Copper Posts 17-Month High on Demand Bet as Citi Sees Strength
Industrial metals climbed, with copper closing at the highest price in almost 18 months, on speculation that demand will accelerate amid improving growth in the U.S. and signs of a stabilizing economy in China.
A private report Monday showed U.S. non-manufacturing industries expanded at the fastest pace in 13 months, while data from Caixin Media and Markit Economics indicated a pickup in China’s service industries in November. Citigroup Inc. said prices will gain as demand improves and supply falters.
An index of the six main metals traded in London surged last month by the most since 2010 on bets that consumption will increase. In the U.S., President-elect Donald Trump has pledged to spend as much as $1 trillion on infrastructure, boosting the outlook for demand.
“People are beginning to see that the demand side of the equation is going to be better than expected,” Bill O’Neill, a founding partner at Logic Advisors in Upper Saddle River, New Jersey, said in a telephone interview. “There’s still optimism of more infrastructure spending. That’s playing into higher prices.”

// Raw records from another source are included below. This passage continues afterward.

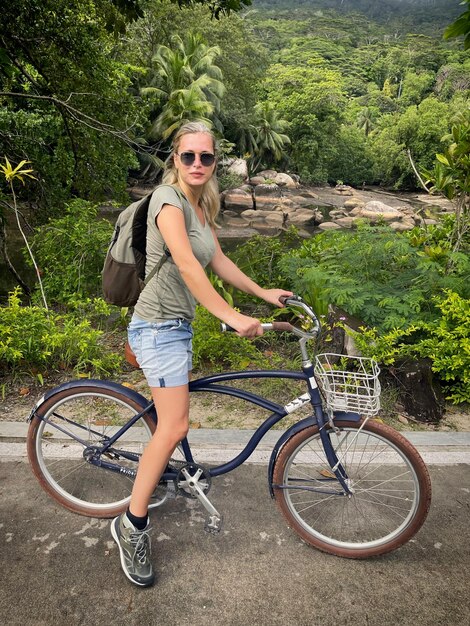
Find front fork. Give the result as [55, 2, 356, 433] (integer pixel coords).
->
[307, 366, 354, 497]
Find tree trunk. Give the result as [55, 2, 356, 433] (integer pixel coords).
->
[390, 358, 445, 423]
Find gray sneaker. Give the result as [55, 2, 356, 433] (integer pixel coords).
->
[111, 513, 155, 587]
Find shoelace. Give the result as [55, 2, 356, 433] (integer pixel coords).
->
[130, 529, 151, 565]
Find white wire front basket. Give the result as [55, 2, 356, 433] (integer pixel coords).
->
[314, 353, 381, 417]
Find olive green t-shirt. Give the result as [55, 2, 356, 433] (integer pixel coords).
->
[134, 185, 216, 322]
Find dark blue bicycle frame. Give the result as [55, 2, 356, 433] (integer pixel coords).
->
[31, 366, 360, 496]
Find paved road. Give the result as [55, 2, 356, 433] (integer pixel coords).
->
[1, 457, 469, 626]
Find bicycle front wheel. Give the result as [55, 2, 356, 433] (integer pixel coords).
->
[27, 384, 156, 518]
[273, 420, 431, 558]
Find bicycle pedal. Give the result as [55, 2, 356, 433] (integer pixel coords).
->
[204, 514, 223, 534]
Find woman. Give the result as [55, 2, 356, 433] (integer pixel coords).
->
[111, 121, 292, 587]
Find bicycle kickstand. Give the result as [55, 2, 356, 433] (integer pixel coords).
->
[178, 467, 223, 534]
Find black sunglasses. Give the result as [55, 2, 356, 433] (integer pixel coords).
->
[177, 151, 216, 167]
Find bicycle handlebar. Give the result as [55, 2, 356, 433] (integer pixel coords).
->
[221, 295, 321, 339]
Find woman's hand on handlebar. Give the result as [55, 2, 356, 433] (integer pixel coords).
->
[226, 313, 263, 338]
[261, 288, 294, 308]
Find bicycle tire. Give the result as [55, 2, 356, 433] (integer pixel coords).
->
[273, 420, 431, 558]
[27, 384, 157, 518]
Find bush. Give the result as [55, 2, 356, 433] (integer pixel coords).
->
[27, 199, 114, 306]
[279, 223, 470, 330]
[0, 288, 121, 377]
[353, 291, 470, 404]
[228, 227, 301, 309]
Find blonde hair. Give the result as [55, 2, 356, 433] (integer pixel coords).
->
[162, 121, 220, 227]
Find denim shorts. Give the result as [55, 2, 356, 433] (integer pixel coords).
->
[127, 314, 193, 388]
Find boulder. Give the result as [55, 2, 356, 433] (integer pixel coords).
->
[390, 220, 415, 232]
[254, 183, 280, 196]
[223, 188, 253, 211]
[284, 194, 318, 207]
[357, 201, 403, 222]
[249, 176, 266, 186]
[265, 212, 286, 225]
[334, 185, 354, 196]
[318, 222, 342, 231]
[334, 216, 355, 228]
[274, 172, 297, 188]
[258, 169, 277, 179]
[329, 209, 348, 218]
[288, 210, 316, 225]
[240, 209, 257, 218]
[343, 199, 362, 209]
[227, 158, 248, 180]
[254, 183, 282, 210]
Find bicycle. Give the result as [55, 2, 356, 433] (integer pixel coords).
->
[27, 296, 432, 559]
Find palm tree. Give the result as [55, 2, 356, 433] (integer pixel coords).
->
[357, 107, 375, 137]
[141, 33, 225, 140]
[251, 101, 290, 169]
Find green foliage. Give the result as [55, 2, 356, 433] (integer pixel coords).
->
[192, 305, 267, 370]
[279, 223, 470, 331]
[27, 200, 114, 305]
[142, 32, 225, 140]
[421, 108, 470, 257]
[443, 0, 470, 49]
[0, 0, 142, 210]
[217, 171, 245, 192]
[354, 291, 470, 404]
[0, 288, 121, 376]
[228, 227, 302, 307]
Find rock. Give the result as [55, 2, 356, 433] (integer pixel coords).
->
[258, 169, 277, 179]
[329, 209, 348, 218]
[254, 184, 282, 210]
[240, 209, 257, 218]
[343, 199, 362, 209]
[283, 194, 318, 207]
[239, 184, 252, 193]
[223, 210, 238, 217]
[223, 188, 253, 211]
[334, 216, 355, 228]
[254, 183, 280, 196]
[349, 206, 364, 216]
[265, 212, 286, 225]
[334, 185, 354, 196]
[274, 172, 297, 188]
[423, 218, 439, 225]
[249, 176, 266, 186]
[356, 201, 403, 222]
[288, 210, 316, 225]
[390, 220, 414, 232]
[224, 217, 249, 228]
[318, 222, 342, 231]
[227, 158, 248, 179]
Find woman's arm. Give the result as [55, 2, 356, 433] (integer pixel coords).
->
[209, 230, 293, 307]
[157, 205, 262, 337]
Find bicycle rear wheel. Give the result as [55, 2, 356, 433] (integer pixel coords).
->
[28, 384, 156, 518]
[273, 420, 431, 558]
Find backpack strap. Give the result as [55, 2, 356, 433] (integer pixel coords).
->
[142, 184, 188, 287]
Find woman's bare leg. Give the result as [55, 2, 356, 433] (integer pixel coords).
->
[129, 384, 189, 517]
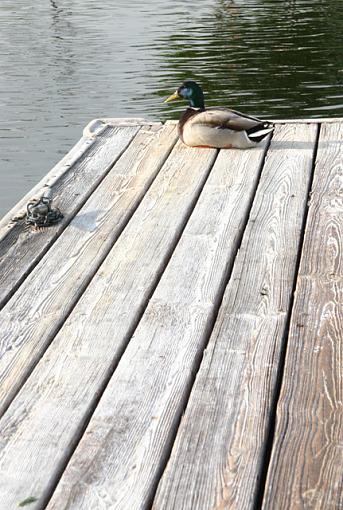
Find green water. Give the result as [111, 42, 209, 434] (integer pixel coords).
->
[0, 0, 342, 218]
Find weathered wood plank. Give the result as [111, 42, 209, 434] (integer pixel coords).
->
[0, 138, 219, 510]
[43, 142, 271, 510]
[262, 123, 343, 510]
[0, 123, 141, 309]
[0, 123, 177, 417]
[151, 123, 318, 510]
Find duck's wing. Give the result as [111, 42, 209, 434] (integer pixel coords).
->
[190, 107, 265, 131]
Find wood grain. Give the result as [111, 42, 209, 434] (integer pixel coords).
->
[44, 142, 270, 510]
[0, 138, 218, 509]
[262, 123, 343, 510]
[0, 124, 140, 309]
[0, 124, 177, 417]
[152, 123, 318, 510]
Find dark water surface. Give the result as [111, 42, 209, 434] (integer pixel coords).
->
[1, 0, 342, 218]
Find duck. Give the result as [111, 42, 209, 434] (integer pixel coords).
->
[164, 80, 274, 149]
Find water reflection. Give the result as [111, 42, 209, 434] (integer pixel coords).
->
[0, 0, 342, 218]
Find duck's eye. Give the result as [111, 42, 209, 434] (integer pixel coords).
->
[179, 86, 192, 99]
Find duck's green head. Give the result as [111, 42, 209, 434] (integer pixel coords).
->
[165, 80, 205, 109]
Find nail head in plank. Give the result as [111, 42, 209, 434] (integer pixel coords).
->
[45, 143, 269, 509]
[152, 123, 318, 510]
[0, 123, 177, 416]
[262, 122, 343, 510]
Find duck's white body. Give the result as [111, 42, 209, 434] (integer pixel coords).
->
[179, 107, 274, 149]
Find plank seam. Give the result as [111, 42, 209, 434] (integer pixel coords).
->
[42, 148, 221, 510]
[140, 135, 274, 510]
[0, 129, 178, 420]
[0, 126, 140, 312]
[252, 123, 321, 510]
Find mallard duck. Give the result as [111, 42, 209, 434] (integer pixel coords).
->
[165, 80, 274, 149]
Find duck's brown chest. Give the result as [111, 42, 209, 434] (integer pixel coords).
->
[178, 108, 202, 142]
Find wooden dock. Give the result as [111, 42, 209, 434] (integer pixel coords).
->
[0, 118, 341, 509]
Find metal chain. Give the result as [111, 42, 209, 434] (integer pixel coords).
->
[26, 188, 63, 228]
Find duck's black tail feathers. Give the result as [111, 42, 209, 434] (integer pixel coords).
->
[247, 122, 274, 143]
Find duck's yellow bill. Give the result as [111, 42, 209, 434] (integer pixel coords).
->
[164, 91, 180, 103]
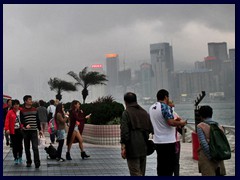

Copper for delivery in three months rose 3.3 percent to $5,950 a metric ton ($2.70 a pound) at 5:51 pm. on the London Metal Exchange. That’s the highest since June 2015. The metal is up 26 percent this year.
In New York, copper futures for March delivery rose 2.8 percent to $2.698 on the Comex, the highest level in almost 18 months.
The metal should push above $6,000 a metric ton next year as manufacturing improves in developed economies, offsetting any future weakness in demand growth from China, Citigroup analysts said in a note, raising the price forecast for 2017 by 9 percent.
Turquoise Hill Resources Ltd. said Friday that copper shipments from the Oyu Tolgoi mine in Mongolia were suspended after authorities imposed curbs on border crossings.
Zinc jumped 3.7 percent to $2,766 a ton on the LME. Nickel advanced on concern that the Philippines will suspend more mines after a national mining audit. Aluminum, lead and tin also gained.